Oil and gas tanks can experience partial or complete failure during an accident, leading to leakage and the subsequent formation of a liquid pool. As the liquid pool expands, the evaporated gas disperses and forms a combustible gas cloud. This gas cloud has the potential to explode upon contact with an ignition source [1,2,3]. In 1998, a liquefied petroleum gas (LPG) leak occurred in the North Sea oil field of the United Kingdom, subsequently triggering an explosion. The disaster resulted in the deaths of 167 people. To mitigate the potential consequences of such accidents, it is essential to conduct a comprehensive quantitative risk assessment (QRA) for possible accidents [4]. The quantitative assessment of the consequences of explosion accidents is crucial for the QRA.

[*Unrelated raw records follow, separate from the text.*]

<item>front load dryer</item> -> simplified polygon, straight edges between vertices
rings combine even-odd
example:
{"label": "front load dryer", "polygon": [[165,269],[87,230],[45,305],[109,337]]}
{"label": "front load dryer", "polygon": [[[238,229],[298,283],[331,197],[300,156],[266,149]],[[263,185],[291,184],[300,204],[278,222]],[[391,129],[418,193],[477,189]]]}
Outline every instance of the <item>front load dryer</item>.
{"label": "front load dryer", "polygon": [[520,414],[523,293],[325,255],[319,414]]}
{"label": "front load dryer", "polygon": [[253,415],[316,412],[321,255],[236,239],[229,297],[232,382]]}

The evaporation of liquid pools is governed by both convection and heat evaporation effects. The associated heat transfer processes include solar radiation, long-wave radiation, evaporate heat absorption, air heat transfer, and ground heat transfer [5,6]. Galeev et al. [7] conducted numerical research about the evaporated heat absorption of organic liquid. The results indicate that the evaporation rate of a thin liquid pool is lower than that of a thick liquid pool. This could be due to the evaporation taking away heat, causing the temperature of the thin liquid pool to decrease more rapidly. The temperature at different positions in the liquid pool can be treated as a uniform value in the calculations. This phenomenon has been verified by experiments [8]. Zhang et al. [9] conducted research on the effects of the pool area on evaporation. The results indicate that increasing the pool area will decrease the downwind distance to the lower flammability limit (LFL). The diffusion process of low-temperature/pressurized liquids differs from the liquids at ambient temperature and pressure. The low-temperature/pressurized liquids have a lower boiling point, and the evaporation process is mainly driven by heat transfer. However, for liquids at ambient temperature and pressure, the evaporation process is driven by environmental airflow and vapor pressure [10]. The size and temperature of the liquid pool have a significant impact on its evaporation.

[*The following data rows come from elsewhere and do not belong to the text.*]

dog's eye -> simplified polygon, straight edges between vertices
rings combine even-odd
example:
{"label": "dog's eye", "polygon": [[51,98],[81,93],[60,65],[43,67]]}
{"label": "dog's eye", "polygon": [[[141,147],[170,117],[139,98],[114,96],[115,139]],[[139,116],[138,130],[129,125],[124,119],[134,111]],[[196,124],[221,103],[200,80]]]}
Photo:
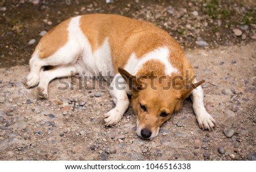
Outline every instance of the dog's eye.
{"label": "dog's eye", "polygon": [[160,114],[160,116],[161,116],[162,117],[166,117],[168,116],[168,114],[165,112],[163,112]]}
{"label": "dog's eye", "polygon": [[145,106],[144,106],[143,105],[142,105],[142,104],[139,104],[139,105],[141,106],[141,108],[142,109],[142,110],[144,111],[147,111],[147,108],[146,108]]}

Gas diffusion in the atmosphere has always been a hot topic in the fields of environment and safety, and researchers have conducted extensive studies on this diffusion behavior [11,12]. Based on the differences in relative density or Richardson (Ri) number, gases can be classified into light gases, neutral gases, and heavy gases, each of them exhibits significant differences in diffusion characteristics [13]. The gas diffusion process is affected by many factors.

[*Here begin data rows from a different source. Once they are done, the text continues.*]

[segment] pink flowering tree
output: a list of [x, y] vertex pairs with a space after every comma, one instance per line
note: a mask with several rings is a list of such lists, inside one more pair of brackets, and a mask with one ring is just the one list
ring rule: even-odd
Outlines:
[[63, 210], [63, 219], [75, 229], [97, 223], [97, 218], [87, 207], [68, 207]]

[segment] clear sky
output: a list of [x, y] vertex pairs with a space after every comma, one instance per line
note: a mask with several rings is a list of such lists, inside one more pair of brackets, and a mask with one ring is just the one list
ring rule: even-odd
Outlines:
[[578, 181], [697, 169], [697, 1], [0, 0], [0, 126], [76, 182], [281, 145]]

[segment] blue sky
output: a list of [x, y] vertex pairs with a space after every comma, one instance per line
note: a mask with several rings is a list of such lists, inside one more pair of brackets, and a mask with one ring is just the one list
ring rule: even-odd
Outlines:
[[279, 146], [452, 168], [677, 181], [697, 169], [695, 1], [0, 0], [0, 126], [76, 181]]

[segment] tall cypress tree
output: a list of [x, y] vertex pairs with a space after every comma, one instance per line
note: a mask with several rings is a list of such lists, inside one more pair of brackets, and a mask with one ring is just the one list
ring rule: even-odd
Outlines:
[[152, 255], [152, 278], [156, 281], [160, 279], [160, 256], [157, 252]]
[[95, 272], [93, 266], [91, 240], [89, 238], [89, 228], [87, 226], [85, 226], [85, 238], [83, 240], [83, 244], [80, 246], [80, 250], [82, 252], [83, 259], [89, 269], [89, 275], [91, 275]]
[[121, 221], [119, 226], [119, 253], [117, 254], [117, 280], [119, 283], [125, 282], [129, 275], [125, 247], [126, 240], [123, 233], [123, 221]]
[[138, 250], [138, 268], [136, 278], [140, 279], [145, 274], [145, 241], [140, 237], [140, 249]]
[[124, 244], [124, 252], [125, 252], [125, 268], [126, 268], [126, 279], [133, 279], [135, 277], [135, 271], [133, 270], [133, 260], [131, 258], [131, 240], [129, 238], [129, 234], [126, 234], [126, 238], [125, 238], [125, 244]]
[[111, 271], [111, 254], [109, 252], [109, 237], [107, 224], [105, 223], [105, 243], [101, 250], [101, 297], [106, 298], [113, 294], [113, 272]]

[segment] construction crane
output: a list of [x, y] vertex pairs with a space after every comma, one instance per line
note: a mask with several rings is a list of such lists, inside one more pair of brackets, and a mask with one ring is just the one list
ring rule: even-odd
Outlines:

Alakalabi et al. [14] found that heavy gas exhibits a bimodal structure in the diffusion process under the effects of wind. Liao et al. [15] researched the effects of wind speed and atmospheric stability on the diffusion of natural gas; the results indicate that gas diffusion is most extensive with atmospheric stability. Tomos et al. [16] researched gas diffusion characteristics near buildings, revealing that buildings significantly promote the lateral diffusion of gas. Li et al. [17] constructed a hydrogen diffusion model combined with computational fluid dynamics (CFDs) and dimensional analysis, and researched the effects of wind direction and leakage direction based on the model. The process of gas diffusion is influenced by numerous factors. In order to achieve a quantitative assessment of the leak consequences, scholars devoted themselves to accurately predicting the diffusion of gas concentration. Modeling gas diffusion is important in the fields of environmental and safety. Based on the three aforementioned classifications, researchers have constructed numerous models about gas concentration. The Gaussian model is one of the most widely applied models, including the plume model for continuous leaks and the puff model for instantaneous leaks [18]. The SLAB model is used to solve conservation equations for heavy gases, and it is applicable in scenarios such as liquid pool evaporation and transient leak sources [19]. In addition, commonly used models include the ADAM model, AFTOX model, ISC3 model, and DEGADIS model [20,21]. The SLAB model is capable of considering the pool temperature, pool size, atmospheric stability, and physical properties of the medium, and it exhibits excellent performance in the calculation of liquid pool leak diffusion.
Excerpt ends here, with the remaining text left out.